Here's a demonstration of the Modifiable Areal Unit Problem using randomly generated data.

###Imports

* Geopandas - pandas, but extended to use Shapely geometric objects
* Numpy - random, correlation coefficient
* Shapely - Geometric objects

In [None]:
import geopandas as gpd
from numpy import random,corrcoef,arange
from shapely.geometry import Point,Polygon,LineString,MultiLineString

###Generate Data



In [None]:
def build_correlated_gdf(stddev = 40,size = 1000, point_ct = 1000):

    x = random.randint(1, 1000)
    y = random.randint(1, 1000)
    point0 = Point(x, y)
    r1 = random.randint(1,1000)
    gdf = gpd.GeoDataFrame({'geometry':[point0],
                            'value':[r1],
                            'value2':[r1]}
                           ,index=[0])

    for i in range(point_ct):
        
        # Create a new point in the space, randomly placed
        x = random.randint(1, 1000)
        y = random.randint(1, 1000)
        newPoint = Point(x,y)

        # take the ten nearest points to this new point. take their average
        temp_gdf = gdf.copy()
        temp_gdf['dist'] = temp_gdf['geometry'].apply(lambda p: p.distance(newPoint))
        temp_gdf.sort_values('dist',inplace=True)
        vm = temp_gdf.head(10)['value'].mean()

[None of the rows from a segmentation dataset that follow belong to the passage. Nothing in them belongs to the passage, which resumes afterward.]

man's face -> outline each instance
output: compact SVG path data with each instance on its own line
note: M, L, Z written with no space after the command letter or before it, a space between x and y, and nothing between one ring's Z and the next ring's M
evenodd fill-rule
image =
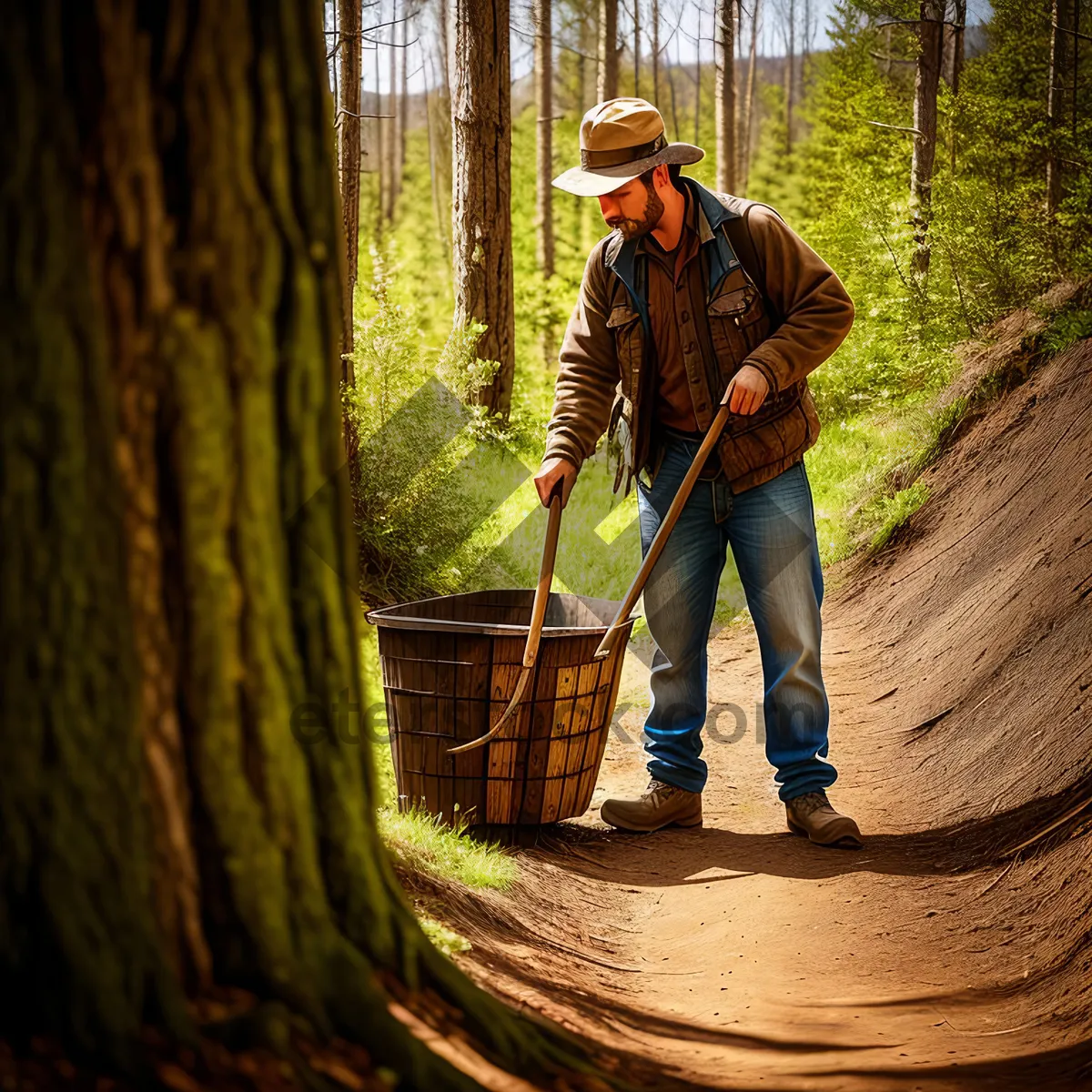
M657 167L654 181L648 186L640 178L634 178L600 198L603 218L608 227L617 227L622 238L636 239L640 235L648 235L660 223L660 217L664 214L664 202L656 192L655 181L658 181L661 169L664 174L667 173L666 167Z

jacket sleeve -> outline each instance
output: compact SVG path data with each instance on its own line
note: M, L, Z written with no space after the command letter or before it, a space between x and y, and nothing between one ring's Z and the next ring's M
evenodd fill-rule
M602 247L595 247L584 266L580 294L558 355L544 461L561 455L579 467L594 454L606 430L621 378L615 340L607 329L607 306Z
M765 268L765 290L784 321L744 361L776 394L823 363L853 325L854 307L838 274L772 210L755 205L749 225Z

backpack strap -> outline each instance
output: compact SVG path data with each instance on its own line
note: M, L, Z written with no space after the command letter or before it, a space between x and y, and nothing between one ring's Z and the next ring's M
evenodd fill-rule
M724 221L724 230L728 237L728 242L732 244L732 249L735 251L736 258L739 259L739 264L744 268L744 272L750 277L755 287L761 294L762 302L765 306L767 313L772 319L773 328L776 328L784 321L784 316L773 306L765 290L765 263L759 257L758 250L755 247L755 239L750 233L750 211L755 205L762 204L762 202L737 200L743 205L740 215ZM770 209L765 204L762 206ZM780 218L781 214L776 209L770 209L770 211Z

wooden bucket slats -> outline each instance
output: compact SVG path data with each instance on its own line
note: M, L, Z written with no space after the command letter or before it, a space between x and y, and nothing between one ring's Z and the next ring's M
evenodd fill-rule
M515 692L533 600L502 589L369 614L403 810L419 805L447 822L511 826L587 809L621 681L624 641L604 660L593 655L615 603L551 594L534 674L511 721L483 747L449 753L487 733Z

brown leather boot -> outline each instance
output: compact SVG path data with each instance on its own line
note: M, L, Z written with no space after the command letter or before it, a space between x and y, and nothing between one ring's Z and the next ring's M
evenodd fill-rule
M830 806L826 793L805 793L785 802L788 829L804 834L816 845L859 850L864 844L857 824Z
M653 778L638 799L604 800L600 815L604 822L619 830L644 833L673 824L700 827L701 793L691 793Z

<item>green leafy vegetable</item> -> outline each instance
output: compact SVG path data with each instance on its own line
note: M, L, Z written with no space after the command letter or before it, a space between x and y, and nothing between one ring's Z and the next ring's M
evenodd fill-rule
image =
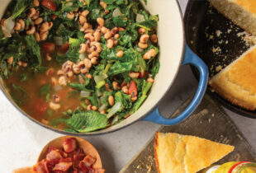
M80 133L92 132L108 126L106 115L93 110L74 114L70 119L62 121Z

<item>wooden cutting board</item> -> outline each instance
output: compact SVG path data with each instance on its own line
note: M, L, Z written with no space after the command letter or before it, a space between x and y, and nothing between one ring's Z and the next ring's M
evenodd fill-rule
M182 112L190 101L191 99L185 101L171 117L173 118ZM231 161L256 162L255 152L249 143L224 110L207 94L205 95L196 111L187 120L173 126L163 126L158 131L193 135L235 146L234 152L219 161L217 164ZM157 172L154 156L154 136L120 172Z

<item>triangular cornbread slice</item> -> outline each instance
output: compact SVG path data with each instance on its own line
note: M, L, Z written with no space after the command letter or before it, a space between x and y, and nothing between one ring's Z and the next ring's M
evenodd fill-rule
M159 173L194 173L211 166L234 147L198 137L157 132L154 157Z
M234 105L256 109L256 46L215 75L211 86Z

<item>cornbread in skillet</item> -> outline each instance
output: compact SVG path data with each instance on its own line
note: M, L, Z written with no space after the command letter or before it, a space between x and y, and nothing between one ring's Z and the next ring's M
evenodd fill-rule
M210 0L210 2L235 24L256 35L255 0Z
M194 173L234 150L233 146L197 137L157 132L154 157L159 173Z
M234 105L256 108L256 46L225 67L209 82L211 87Z

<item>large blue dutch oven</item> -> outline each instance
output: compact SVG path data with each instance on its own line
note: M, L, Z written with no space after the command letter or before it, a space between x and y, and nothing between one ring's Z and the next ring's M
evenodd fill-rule
M2 2L0 17L11 0ZM186 44L183 16L178 2L175 0L148 0L145 8L151 14L159 14L158 26L159 44L160 46L160 69L155 77L151 92L141 107L122 122L106 129L86 133L67 133L46 126L34 119L22 111L11 99L7 91L1 88L10 101L26 117L32 121L60 133L69 135L95 135L113 132L126 127L138 120L151 121L153 123L173 125L184 120L199 105L206 91L208 80L208 70L202 60L198 58ZM174 119L165 119L159 112L158 104L172 86L181 65L191 64L195 66L200 72L200 80L197 93L187 109Z

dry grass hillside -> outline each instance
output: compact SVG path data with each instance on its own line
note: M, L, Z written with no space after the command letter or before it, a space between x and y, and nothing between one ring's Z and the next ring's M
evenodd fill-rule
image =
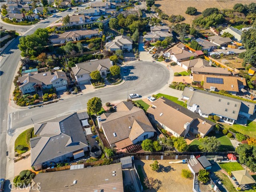
M219 9L230 9L237 3L250 4L255 0L162 0L156 1L156 6L168 15L181 15L185 17L184 22L192 24L197 16L193 16L185 13L188 7L194 7L201 13L207 8L215 7Z

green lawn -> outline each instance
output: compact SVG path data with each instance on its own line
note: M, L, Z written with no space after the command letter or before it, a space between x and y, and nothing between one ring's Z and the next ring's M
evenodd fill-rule
M189 75L190 73L188 73L186 71L184 71L179 73L179 74L180 74L180 75L185 75L185 76L187 76L188 75Z
M183 107L185 107L186 108L187 108L187 104L184 102L182 102L182 101L178 101L178 98L177 97L173 97L172 96L171 96L170 95L165 95L164 94L162 94L162 93L158 93L156 95L157 96L157 98L159 98L160 97L163 96L164 97L165 97L166 99L174 102L174 103L176 103L176 104L182 106Z
M144 110L144 111L147 111L148 109L150 106L149 105L148 105L142 100L138 100L137 101L134 101L134 102L137 102L138 104L140 104L141 106L142 109Z
M229 128L232 128L236 131L245 135L248 135L256 138L256 122L248 120L247 121L247 126L243 126L241 125L234 124L229 125L226 124L222 124L224 128L228 129Z
M222 134L216 134L215 132L211 132L207 136L215 136L220 142L220 146L219 149L219 151L233 151L234 149L230 139L226 135ZM199 145L202 145L202 143L198 140L195 139L189 145L189 149L190 151L199 151L198 146Z
M102 107L101 108L101 109L100 109L100 112L98 112L97 113L97 115L100 115L102 113L106 113L106 111L103 108L103 107ZM93 113L92 112L91 112L90 113L88 112L88 113L90 115L95 115L95 113Z
M235 187L229 180L228 176L226 175L221 171L217 171L214 173L220 180L229 192L237 192Z
M226 172L231 173L232 171L243 170L244 168L240 163L237 162L230 162L229 163L219 163L219 165L221 168Z

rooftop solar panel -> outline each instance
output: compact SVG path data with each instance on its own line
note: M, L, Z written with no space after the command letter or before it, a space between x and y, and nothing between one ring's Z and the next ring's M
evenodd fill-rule
M206 83L223 84L223 79L222 78L207 77L206 77Z

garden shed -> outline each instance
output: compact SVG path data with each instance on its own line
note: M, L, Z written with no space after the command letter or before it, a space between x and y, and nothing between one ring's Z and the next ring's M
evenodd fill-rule
M132 166L132 158L130 156L120 158L120 160L121 160L122 169L126 169Z

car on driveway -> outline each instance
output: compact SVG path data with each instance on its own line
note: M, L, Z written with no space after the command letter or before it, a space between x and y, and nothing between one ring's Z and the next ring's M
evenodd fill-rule
M132 94L129 94L129 98L130 99L134 99L134 98L138 98L140 96L138 94L133 93Z
M156 98L154 97L150 96L149 97L148 97L148 100L149 101L151 101L151 102L153 102L153 101L156 100Z
M240 46L238 48L238 49L244 49L244 46Z
M227 52L227 55L232 55L232 54L234 54L235 52L233 51L229 51Z

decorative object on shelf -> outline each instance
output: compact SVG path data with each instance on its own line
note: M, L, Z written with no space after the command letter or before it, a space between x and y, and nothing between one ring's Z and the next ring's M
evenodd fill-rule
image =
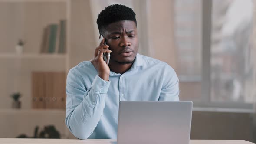
M38 134L39 127L36 126L35 128L34 137L29 137L25 134L21 134L17 138L60 138L59 132L57 131L53 125L49 125L44 127L44 129Z
M19 99L21 97L21 95L20 92L16 92L12 94L11 97L13 99L13 101L12 104L12 107L13 108L20 108L21 102L20 101Z
M21 54L23 53L23 51L24 49L24 45L26 42L22 40L21 39L19 40L18 42L18 44L15 47L15 49L16 49L16 52L18 54Z
M43 29L41 53L66 53L66 20L62 19L59 20L59 24L50 24Z

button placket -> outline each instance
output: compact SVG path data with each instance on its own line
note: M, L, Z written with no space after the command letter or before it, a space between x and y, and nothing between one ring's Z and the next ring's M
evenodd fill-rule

        # use this value as the center of a normal distribution, and pick a value randomly on that distribution
        # second value takes the normal dist of diff
        valdiff = random.normal(0, stddev)
        valdiff2 = random.normal(valdiff,stddev)

        # if the value goes outside our bounds, just bounce it back inside
        if ((vm + valdiff) > size) | ((vm + valdiff) < 1):
            valdiff = -valdiff
        if ((vm + valdiff2) > size) | ((vm + valdiff2) < 1):
            valdiff2 = -valdiff2

        # add the point and the values to the end of the the ongoing geodataframe
        gdf = gdf.append(gpd.GeoDataFrame({'geometry': [newPoint],
                                'value': [vm+valdiff],
                                'value2': [vm+valdiff2]}
                                , index=[len(gdf)]))

    return gdf

def build_random_gdf(size = 1000, point_ct = 1000):

    vals = [random.randint(1,1000) for i in range(point_ct)]
    vals2 = [random.randint(1,1000) for i in range(point_ct)]
    points = [Point(random.randint(1,size),random.randint(1,size)) for i in range(point_ct)]

    return gpd.GeoDataFrame({'value':vals,'value2':vals2,'geometry':points})

In [None]:

def unit_correlation(gdf,cell_size = 100.0):
    v1 = []
    v2 = []
    for i in arange(0,1000,cell_size):
        for j in arange(0,1000,cell_size):
            this_section = gdf.cx[i:(i+cell_size),j:(j+cell_size)]
            if len(this_section) == 0:
                continue
            else:
                v1.append(this_section['value'].mean())
                v2.append(this_section['value2'].mean())

    return corrcoef(v1,v2)[1,0]